8) Acceptance Criteria (Failure-Scoped)

1. The targeted Playwright scenario no longer returns empty domain after invalid update attempt.
2. Invalid payload domain_names: '' is rejected by backend (400 or 422).
3. Persisted domain value remains original after rejection.
4. Targeted backend tests cover both rejection and no-partial-update behavior.
5. Deterministic validation passes (3 repeated targeted Playwright runs).
6. Coverage gate compliance is demonstrated for this fix scope (project threshold met and Patch view validated).
7. Codecov Patch view shows 100% patch coverage for all modified lines in this fix.
8. Exact missing/partial patch ranges (if any appeared) are captured and closed via targeted tests before completion.
9. No unrelated feature/test changes are introduced.

---

9) Out-of-Scope (Strict)

• DNS provider flows
• Manual DNS challenge flows
• Bulk security header update transaction path (except reference for transaction pattern only)
• Broad transaction rollback hardening for post-persistence failures in proxy-host update flow (deferred follow-up)
• Broad Playwright suite stabilization unrelated to this single failure

---

10) Codecov Patch-Line Closure Protocol (Execution Checklist)
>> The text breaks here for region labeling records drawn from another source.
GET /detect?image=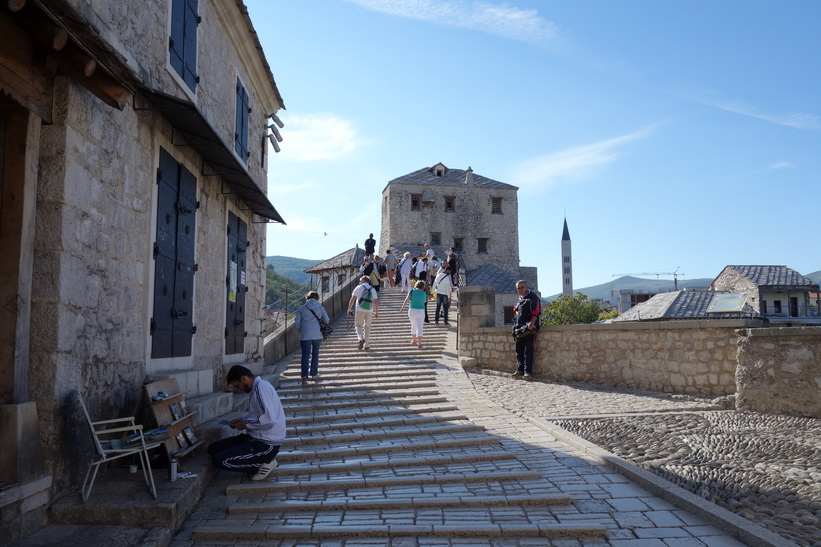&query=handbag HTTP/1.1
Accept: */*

[308,308,334,338]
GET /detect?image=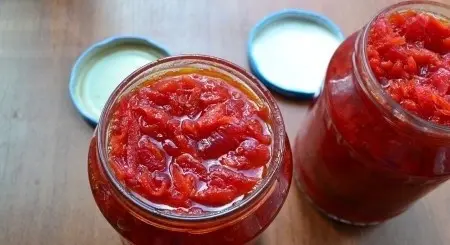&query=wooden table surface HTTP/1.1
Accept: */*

[0,0,450,245]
This checklist is required for this flaky failure only and must be completed before handoff.

1. Capture exact Patch view gaps:

• Copy each missing/partial modified range exactly as displayed in Codecov Patch view.

2. Document triage table in execution notes:

• Range | Why not covered | Targeted test | Status.

3. Implement only targeted tests needed to cover listed ranges.
4. Re-run focused coverage and refresh Codecov Patch view.
5. Repeat triage until all listed ranges are closed and Patch coverage is 100%.

Mandatory closure condition:

• Every modified line in this fix is green in Codecov Patch view with no remaining missing/partial ranges.